Pandeminin olmadığı normal zamanda, ne gibi davetlerde, toplantılarda DJ’lik yapıyorsunuz?

Özel davet ve kutlamalarda, kurumsal şirket toplantıları dışında, arkadaş gruplarımızla, güzel bir mekan ile anlaşıp birlikte eğlenmeye karar verdiğimiz gecelerde DJ’lik yapıyorum. Bunların yanı sıra, yazları özel beach’lerde, ayrıca Büyükada’nın en seçkin otellerinden biri olan Splendid Palas Hotel’de benimle ve müziğimle sıkça karşılaşmış olabilirsiniz.

Çalacağınız müzik tarzını davet sahibi ile beraber mi kararlaştırırsınız?

Davetin doğasına göre tabii ki müziğimi özelleştirebilirim.
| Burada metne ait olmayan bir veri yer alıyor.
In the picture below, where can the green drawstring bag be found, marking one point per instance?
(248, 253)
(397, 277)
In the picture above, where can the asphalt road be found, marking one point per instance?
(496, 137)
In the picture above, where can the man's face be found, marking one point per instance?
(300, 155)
Davet sahibi için özel anlam ifade eden şarkılar var ise onları mutlaka çalmaya özen gösteririm. Genellikle ilk dans şarkıları, pasta sırasında çalınacak şarkılar gibi, nokta atışı olan zamanları hep davet öncesi karşılıklı konuşarak, onların bir isteği var ise netleştirmeyi tercih ederim.

DJ’liği yurt dışında yaptınız mı veya yapmayı düşünüyor musunuz?

Henüz yapmadım ancak Dubai’de bir davete katılmam rica edildi. Aşı ile hızlanacak seyahat özgürlüğü başladığında, büyük bir heyecanla bu teklifi değerlendireceğim. Ayrıca bir dostumun da bana Cannes’da bir davette çalacağıma dair sözü var. Tabii ki yerel tınılara mutlaka önem vermek gerekir ama DJ’lik global bir iş. Bir miktar yerelleştirilebilir, bölgeye özgü farklılıklar eklenebilir.

İş saatleriniz dışında bu işi yapmak ayrı zaman istiyor. Eşiniz ve çocuğunuzla geçirebileceğiniz zamanın bir kısmını çalıyordur mutlaka. Bu konuda neler söyleyebilirsiniz?

Eşim ve kızım bu konuda en büyük destekçilerim. Net bir şekilde söyleyebilirim ki onlar olmadan asla bu işi yapamazdım. DJ’liğe başladığım günden beri hep yanı başımda oldular, benimle birlikte müzikleri defalarca dinleyip dans ettiler, hatta kızım çaldığım şarkıların birçoğunu ezberledi. Çalışmam gereken zamanlarda alan tanıdılar, güzel başarılı geçen bir organizasyon sonunda benimle gururlandılar. Bir teşekkür de yakın dostlarıma; onlar da beni hiç yalnız bırakmıyor. Nerede çalarsam gelmeye çalışıyorlar, hep yanımda bir destek kuvvet gibiler. Onlar olmadan DJ’lik hobisi bir sevdaya dönüşemez, sıradanlaşırdı.

Gerek meslek veya gerek hobi olarak DJ olmak isteyen gençlere neler söyleyebilirsiniz?

Bu işe olan ilgilerini ve meraklarını cesaret ile birleştirsinler ve ilk adımı atmaktan hiç korkmasınlar. Her işte olduğu gibi çok çalışmak gerekir. İlk defadan sonra insan rahatlar kendisini yansıtmaya başlar. Bir kez kalabalık bir organizasyonda çaldığınızda üzerinizden koskoca bir yük kalkıyor ve yolunuza daha rahat devam etmenize imkân veriyor. Müziğe gönül veren herkesin hayallerinin peşinden koşmasını ve çalacakları müziklerle insanların ruhuna dokundukları zaman tadacakları mutluluğu hissetmelerini dilerim.